Monday, April 30, 2012

South East Asian publishing perspectives

Reading the story by Vinutha Mallya in Publishing Perspectives, As KL Book Fair Opens, Publishers Eye Booming Southeast Asia, it is easy to get intoxicated in the euphorias of self congratulations. Publishing in Malaysia (and South-East Asia) is, certainly, not what it was 10 years ago, but much remains to be done. The Trade and Copyright Centre (TCC) is an interesting move, but what is it? What is its USP? Soon, every country in ASEAN will organises? Some are already planning. How many are we going to attend? How many are visitors going to attend? Will it all simply die off like the Merdeka Cup?

Since Frankfurt, Trade and Copyright Centres have become the new buzzword; the new me-too fix for all that ails publishing. Everybody now wants to sell rights. But the operative word in TCC is 'trade', and that involves both buying and selling. And, now we have one tacked to the KLIBF as well.

I am not against KLIBF's TCCs, but I have a strong aversion to failure and history is not on our side. Is there no hope, then? Actually, there is, and it is called ASEAN; unfortunately, it is also an organisation that falls into the category of 'satu sen tada guna' in the minds of most. After 45 years of ASEAN, Malaysians don't know anything about literature from Singapore, nor are we interested, and vice versa (except when books are banned on one side of the causeway or the other). Don't even think of looking for books from Burma or Vietnam or Cambodia or The Philippines .... you get the drift ... in any country outside the home nation. Why? Are Malaysians worried of being flooded by books from Indonesia? That's strange, considering how our markets are already flooded with books from the US and the UK, and with some absolutely dreadful ones at that. Language difficulty has been cited as one problem against creating a regional market, but one suspects there is some other more fundamental factors at work here; sibling rivalry and petty jealousy. (Seldom does the intellectual level of our intra-regional debate rise above recipes for chili-crab.)

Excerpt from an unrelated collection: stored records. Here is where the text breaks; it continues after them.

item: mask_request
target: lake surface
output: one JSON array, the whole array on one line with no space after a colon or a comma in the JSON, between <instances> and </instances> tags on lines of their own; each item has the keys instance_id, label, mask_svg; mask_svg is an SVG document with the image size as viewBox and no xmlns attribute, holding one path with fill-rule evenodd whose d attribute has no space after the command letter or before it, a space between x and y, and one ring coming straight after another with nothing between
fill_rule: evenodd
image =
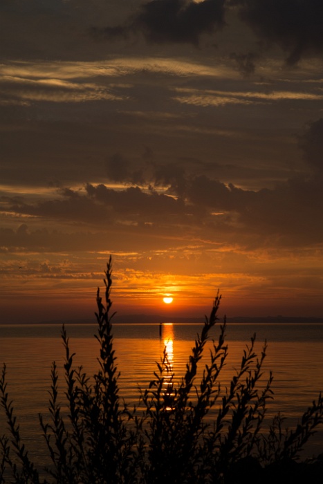
<instances>
[{"instance_id":1,"label":"lake surface","mask_svg":"<svg viewBox=\"0 0 323 484\"><path fill-rule=\"evenodd\" d=\"M167 346L173 369L179 380L193 346L200 324L167 324L160 336L158 324L116 324L114 348L120 371L120 396L128 404L138 402L138 387L145 389L154 377L156 362L160 362ZM75 364L83 365L91 375L98 368L98 342L93 337L95 324L66 326L70 348L75 353ZM38 413L48 415L50 367L55 360L59 371L60 400L64 401L62 366L64 350L60 338L61 326L0 326L0 362L7 365L8 390L21 425L21 433L30 455L36 460L46 460L46 449L38 425ZM212 328L216 339L219 327ZM229 347L227 364L221 377L228 384L240 364L246 344L257 333L256 352L261 354L265 339L267 356L263 382L272 370L275 398L268 404L267 418L277 412L286 417L286 426L293 427L302 413L317 400L323 389L323 324L229 324L226 339ZM207 363L208 351L202 363ZM196 380L196 382L198 380ZM0 433L6 429L0 413ZM306 455L323 452L323 431L310 441Z\"/></svg>"}]
</instances>

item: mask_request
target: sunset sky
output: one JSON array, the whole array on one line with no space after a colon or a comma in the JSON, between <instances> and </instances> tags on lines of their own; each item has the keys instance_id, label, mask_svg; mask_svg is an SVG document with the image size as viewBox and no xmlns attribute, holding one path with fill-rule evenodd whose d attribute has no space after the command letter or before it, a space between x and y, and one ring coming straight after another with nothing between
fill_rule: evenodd
<instances>
[{"instance_id":1,"label":"sunset sky","mask_svg":"<svg viewBox=\"0 0 323 484\"><path fill-rule=\"evenodd\" d=\"M0 323L323 317L322 0L1 0ZM171 304L163 298L172 297Z\"/></svg>"}]
</instances>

I was one of the invited speakers at a forum in Singapore four years ago (as part of the Singapore Writers Festival), and one of the main laments of all the panellists (and audience) was the lack of access to book markets within ASEAN. It was almost unanimously agreed by participants (who were writers, publishers, agents, and others) that something had to be done about this bizarre situation. The idea we came up with was a unique ASEAN marketplace for books; where books from every country in the region, in every language and translation is available either in traditional or virtual form; where publishing professionals from the region can regularly meet, talk and trade; where publishing professionals from other parts of the world come for any publishing information from the region. An ASEAN book clearing house, so to speak. I was talking to a suited senior Singaporean bureaucratic type from the National Art Council at the farewell cocktail after the forum, and I mentioned this to him. His immediate reaction was, "We must not just think about ASEAN, we must think of the whole world." Enough said.

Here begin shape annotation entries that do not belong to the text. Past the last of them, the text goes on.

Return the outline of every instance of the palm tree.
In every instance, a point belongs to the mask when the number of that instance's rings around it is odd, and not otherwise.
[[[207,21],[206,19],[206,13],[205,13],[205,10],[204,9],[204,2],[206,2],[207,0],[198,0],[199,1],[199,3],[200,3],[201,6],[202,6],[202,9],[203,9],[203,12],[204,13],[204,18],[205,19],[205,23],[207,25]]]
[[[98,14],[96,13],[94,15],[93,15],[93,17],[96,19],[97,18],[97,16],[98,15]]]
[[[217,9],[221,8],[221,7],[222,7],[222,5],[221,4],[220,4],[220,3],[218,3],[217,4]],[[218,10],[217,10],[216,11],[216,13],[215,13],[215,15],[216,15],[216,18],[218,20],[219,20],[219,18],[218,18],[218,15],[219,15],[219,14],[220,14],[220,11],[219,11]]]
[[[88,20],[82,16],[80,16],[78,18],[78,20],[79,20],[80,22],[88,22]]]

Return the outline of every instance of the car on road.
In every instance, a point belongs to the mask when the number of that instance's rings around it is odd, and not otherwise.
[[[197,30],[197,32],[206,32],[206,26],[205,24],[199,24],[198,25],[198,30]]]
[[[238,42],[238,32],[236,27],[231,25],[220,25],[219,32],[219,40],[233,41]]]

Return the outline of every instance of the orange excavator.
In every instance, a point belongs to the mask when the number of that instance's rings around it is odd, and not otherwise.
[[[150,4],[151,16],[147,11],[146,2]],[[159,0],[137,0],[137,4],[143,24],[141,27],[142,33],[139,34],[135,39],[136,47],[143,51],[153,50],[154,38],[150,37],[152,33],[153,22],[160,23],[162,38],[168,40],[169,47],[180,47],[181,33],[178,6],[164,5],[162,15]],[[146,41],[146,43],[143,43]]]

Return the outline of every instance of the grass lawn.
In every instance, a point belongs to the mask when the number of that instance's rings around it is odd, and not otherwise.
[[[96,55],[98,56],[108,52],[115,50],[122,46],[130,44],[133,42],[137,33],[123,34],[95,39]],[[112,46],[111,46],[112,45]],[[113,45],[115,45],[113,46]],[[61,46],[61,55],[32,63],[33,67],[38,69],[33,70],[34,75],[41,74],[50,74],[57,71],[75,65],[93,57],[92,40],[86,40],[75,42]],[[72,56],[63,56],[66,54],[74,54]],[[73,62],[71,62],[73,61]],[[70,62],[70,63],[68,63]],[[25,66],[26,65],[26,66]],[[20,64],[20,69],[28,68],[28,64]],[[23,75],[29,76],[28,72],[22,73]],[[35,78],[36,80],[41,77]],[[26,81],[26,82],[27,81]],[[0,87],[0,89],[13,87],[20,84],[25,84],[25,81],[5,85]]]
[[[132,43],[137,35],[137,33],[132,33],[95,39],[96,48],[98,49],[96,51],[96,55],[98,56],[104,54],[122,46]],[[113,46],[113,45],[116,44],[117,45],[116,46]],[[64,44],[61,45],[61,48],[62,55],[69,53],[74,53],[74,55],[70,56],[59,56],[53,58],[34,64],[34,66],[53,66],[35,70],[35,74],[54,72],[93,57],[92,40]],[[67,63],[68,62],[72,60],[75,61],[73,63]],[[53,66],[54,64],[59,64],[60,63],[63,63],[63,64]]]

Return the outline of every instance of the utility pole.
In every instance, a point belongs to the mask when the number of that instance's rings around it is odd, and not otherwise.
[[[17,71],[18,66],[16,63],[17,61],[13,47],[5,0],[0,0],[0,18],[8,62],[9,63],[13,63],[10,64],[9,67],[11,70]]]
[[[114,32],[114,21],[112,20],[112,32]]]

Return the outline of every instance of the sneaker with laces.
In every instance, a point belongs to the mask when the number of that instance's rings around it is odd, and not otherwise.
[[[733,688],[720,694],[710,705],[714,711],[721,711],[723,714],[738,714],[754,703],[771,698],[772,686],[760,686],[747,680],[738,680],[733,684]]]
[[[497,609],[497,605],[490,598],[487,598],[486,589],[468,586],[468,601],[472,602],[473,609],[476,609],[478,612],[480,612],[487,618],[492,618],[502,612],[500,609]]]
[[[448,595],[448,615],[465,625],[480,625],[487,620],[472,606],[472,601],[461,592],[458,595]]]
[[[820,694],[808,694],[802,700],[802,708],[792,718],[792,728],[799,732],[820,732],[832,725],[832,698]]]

Get real. The Anglo-American publishing industry is not interested in anything not invented there, so we can forget about them. Besides they only want to sell, not buy. Ask Frankfurt. (When  asked about the London Book Fair, a local publishing professional quipped, "It's like Hall 8 in Frankfurt, lah.) The Europeans might be more adventurous, but how do we can get them interested enough to come here to KL (as opposed to other cities in ASEAN)? Karipap and luke warm teh tarik, or air bandung, is not going to cut it, even with halfway talented dancing girls thrown in. Bali has got its beaches and boys, Bangkok has Patpong, Singapore has shops and Sharjah paid business class airfares and provided full five-star board and lodging for over a hundred publishing professionals from around the world in November last year, besides providing translation grants.

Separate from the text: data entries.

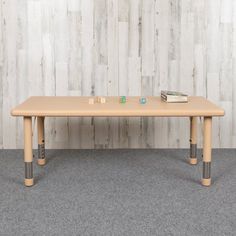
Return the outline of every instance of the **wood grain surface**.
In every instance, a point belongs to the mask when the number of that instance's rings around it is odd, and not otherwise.
[[[236,147],[236,1],[0,0],[0,148],[23,147],[30,96],[204,96],[213,147]],[[189,119],[51,118],[46,148],[189,147]],[[198,122],[198,143],[202,145]],[[34,139],[34,147],[37,142]]]

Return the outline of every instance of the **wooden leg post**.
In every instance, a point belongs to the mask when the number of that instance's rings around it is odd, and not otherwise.
[[[25,186],[30,187],[34,185],[31,117],[24,117],[24,162]]]
[[[46,164],[45,143],[44,143],[44,117],[37,118],[38,126],[38,165]]]
[[[212,117],[204,118],[203,176],[202,185],[211,185],[211,139]]]
[[[190,117],[190,158],[191,165],[197,164],[197,117]]]

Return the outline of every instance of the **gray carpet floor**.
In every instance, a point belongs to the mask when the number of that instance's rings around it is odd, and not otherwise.
[[[236,150],[213,151],[211,187],[188,150],[46,154],[26,188],[23,151],[0,151],[0,235],[236,235]]]

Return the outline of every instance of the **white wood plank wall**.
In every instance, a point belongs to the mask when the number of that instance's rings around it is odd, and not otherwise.
[[[31,95],[161,89],[222,106],[213,146],[236,147],[235,0],[0,0],[0,148],[23,147],[22,119],[10,109]],[[47,148],[185,148],[189,121],[47,119],[46,140]]]

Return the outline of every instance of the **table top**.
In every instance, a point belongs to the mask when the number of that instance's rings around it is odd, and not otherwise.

Anyway, why are we even thinking about world markets, when we have half a billion people living right here in our neighbourhood? Make that, almost two billion if we include China, Japan and Korea? If we (the countries of SEA) work together, we can do it. Otherwise, we can watch others do it. This is a G-to-G job. Now, if only we can persuade ASEAN bureaucrats to roll up the sleeves of their pretty shirts and do some real work.

When Silverfish New Writing was released in 12 years, there was euphoria on the streets like we had just invented sliced bread. (Some are still dancing.) I could only watch in amusement. Since then we have scaled many more heights, but we are not going to get carried away. There's much work still to be done.